“The road to success and the road to failure are almost exactly the same” -Colin R. Davis
Research from the Small Business Development Center at Bradley University and published in January of 2016 found that 25% of small businesses fail in the first year, and by year three, that number jumps to 44%. According to a chart at Statistic Brain, based on this research, 46% of the businesses that fail, fail due to incompetence. Incompetence is a broad category and can be broken down. Here are 3 Reasons Most Businesses Don’t Succeed.
Lack of Planning:
a. Failure to measure or create goals and objectives will cause a business to fail. A plan will identify what goals a business needs to meet and the strategies to utilize to meet those goals. Examples of specific goals for each month are; revenue objectives, profit objectives, numbers of new customers, specific marketing, and operational activities. Often, once a business starts operating, the owner becomes too immersed in the ongoing daily activities to take the necessary time to assess the progress of the business.
b. There is not enough demand for the product or service at a price that will produce a profit for the company. This, for example, would include a start-up trying to compete against big box stores.
c. Out-of-control growth is a reason for failure. Moving into markets that are not as profitable, or borrowing too much money in an attempt to keep growth at a particular rate can cause a business to fail.
a. If a business fails to announce to prospective customers that it is open for business, and why they should want to deal with the new company, that company will flounder. Just because a company opens its doors for business, does not mean that customers will beat a path to its door.

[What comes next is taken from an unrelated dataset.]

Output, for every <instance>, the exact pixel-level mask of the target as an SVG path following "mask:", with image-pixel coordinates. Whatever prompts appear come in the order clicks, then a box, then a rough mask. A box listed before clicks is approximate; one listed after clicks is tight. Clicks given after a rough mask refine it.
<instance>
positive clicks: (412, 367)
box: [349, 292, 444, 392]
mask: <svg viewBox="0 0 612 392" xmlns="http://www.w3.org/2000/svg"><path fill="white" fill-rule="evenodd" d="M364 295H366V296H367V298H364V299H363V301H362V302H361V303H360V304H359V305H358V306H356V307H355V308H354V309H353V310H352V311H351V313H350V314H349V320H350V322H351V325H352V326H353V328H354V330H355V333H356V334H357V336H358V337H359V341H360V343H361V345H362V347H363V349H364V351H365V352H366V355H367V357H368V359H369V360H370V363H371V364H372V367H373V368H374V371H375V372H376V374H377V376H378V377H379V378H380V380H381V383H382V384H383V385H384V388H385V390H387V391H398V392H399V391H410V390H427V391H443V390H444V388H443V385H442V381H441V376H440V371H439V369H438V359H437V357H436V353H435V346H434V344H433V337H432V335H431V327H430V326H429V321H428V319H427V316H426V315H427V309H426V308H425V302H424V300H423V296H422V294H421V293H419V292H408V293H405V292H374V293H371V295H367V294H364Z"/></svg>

b. A company that advertises to the wrong demographic will fail. In order to ensure that a business succeeds in the first few months, it has to implement marketing programs that get the attention of, and appeal to, the needs of its customers. Ads in newspapers, magazines, radio, television, and billboards reach a broad audience. Trade shows, seminars, and workshops target an audience already interested the basic type of product offered by a business.
c. A business needs a strategic online presence to survive. According to business.com, 77% of people take the time to read product reviews before they make any purchases online. The Social Media Today website states 71% of consumers are likely to purchase an item based on social media referrals. The website also observes that “It is quite unfortunate that many businesses and organizations dive into the social media bandwagon without a clear strategy. As a result, they end up disappointed.”

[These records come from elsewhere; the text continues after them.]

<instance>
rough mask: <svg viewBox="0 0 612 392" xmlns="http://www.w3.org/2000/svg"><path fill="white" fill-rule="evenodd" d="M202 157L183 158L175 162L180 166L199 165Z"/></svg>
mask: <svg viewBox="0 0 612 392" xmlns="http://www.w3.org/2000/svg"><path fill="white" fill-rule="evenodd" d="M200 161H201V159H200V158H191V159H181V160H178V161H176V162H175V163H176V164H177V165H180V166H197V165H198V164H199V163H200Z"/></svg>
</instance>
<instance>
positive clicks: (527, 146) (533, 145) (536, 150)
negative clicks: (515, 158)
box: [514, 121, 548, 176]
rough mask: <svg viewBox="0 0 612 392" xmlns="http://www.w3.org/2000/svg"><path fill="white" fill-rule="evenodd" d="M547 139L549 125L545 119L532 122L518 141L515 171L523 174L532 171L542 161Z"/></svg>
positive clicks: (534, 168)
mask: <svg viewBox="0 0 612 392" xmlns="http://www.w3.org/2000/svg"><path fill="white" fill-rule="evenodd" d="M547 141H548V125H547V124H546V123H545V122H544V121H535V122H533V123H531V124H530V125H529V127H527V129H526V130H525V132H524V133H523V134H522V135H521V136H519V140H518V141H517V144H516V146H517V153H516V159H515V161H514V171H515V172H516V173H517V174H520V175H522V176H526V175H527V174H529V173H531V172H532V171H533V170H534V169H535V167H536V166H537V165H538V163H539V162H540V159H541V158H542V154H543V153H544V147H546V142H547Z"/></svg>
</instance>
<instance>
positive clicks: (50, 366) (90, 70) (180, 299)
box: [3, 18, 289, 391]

a. A company without a cash cushion will fail. A business needs a reserve fund for unexpected increases in the costs of things like utilities, materials, and labor. It needs enough reserve cash to carry it through tough times and seasonal slowdowns. Business is cyclical and bad things can and will happen over time, the loss of an important customer or critical employee, the arrival of a new competitor, even the filing of a lawsuit. These things can all stress the finances of a company. If that company is already out of cash and borrowing potential, it may not be able to recover.

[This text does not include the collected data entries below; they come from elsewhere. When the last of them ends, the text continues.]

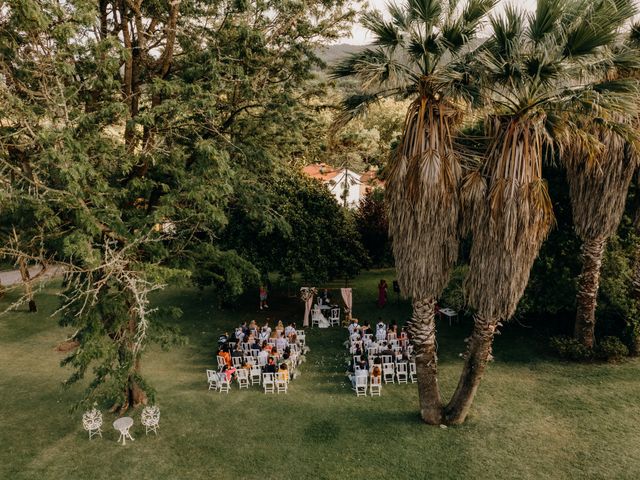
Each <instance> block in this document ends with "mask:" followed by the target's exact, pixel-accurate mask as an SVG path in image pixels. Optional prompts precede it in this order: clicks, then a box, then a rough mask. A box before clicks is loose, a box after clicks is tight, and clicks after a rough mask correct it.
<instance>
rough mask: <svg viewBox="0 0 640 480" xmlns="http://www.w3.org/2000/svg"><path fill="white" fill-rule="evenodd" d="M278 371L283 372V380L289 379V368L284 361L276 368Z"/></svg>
mask: <svg viewBox="0 0 640 480" xmlns="http://www.w3.org/2000/svg"><path fill="white" fill-rule="evenodd" d="M278 373H281V374H283V376H284V379H285V380H289V369H288V368H287V364H286V363H282V364H280V368H279V369H278Z"/></svg>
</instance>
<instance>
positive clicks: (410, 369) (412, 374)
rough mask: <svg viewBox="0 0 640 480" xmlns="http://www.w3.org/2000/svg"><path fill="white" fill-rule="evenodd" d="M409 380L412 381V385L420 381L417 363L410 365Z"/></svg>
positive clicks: (412, 363)
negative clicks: (410, 380)
mask: <svg viewBox="0 0 640 480" xmlns="http://www.w3.org/2000/svg"><path fill="white" fill-rule="evenodd" d="M409 378H410V379H411V383H416V382H417V381H418V372H417V370H416V362H411V363H409Z"/></svg>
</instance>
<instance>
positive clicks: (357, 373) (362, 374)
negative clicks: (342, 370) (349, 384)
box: [349, 369, 369, 388]
mask: <svg viewBox="0 0 640 480" xmlns="http://www.w3.org/2000/svg"><path fill="white" fill-rule="evenodd" d="M368 373H369V372H367V371H366V370H362V369H359V370H356V371H355V373H354V375H350V376H349V378H350V379H351V385H352V386H353V388H356V377H366V376H367V374H368Z"/></svg>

b. Poor accounting will also lead a business to failure. With bad numbers or no numbers, a company is flying blind. It is a common and disastrous misconception that an outside accounting firm hired primarily to do the taxes will keep watch over the business.
c. If a business spends too much on start up costs, it will fail. Many entrepreneurs burn through their start-up capital before their cash flow is positive by investing too much in their location, equipment, property, and furnishings.
Starting a new business is an adventure, but an entrepreneur must step carefully to ensure he is on the road to success.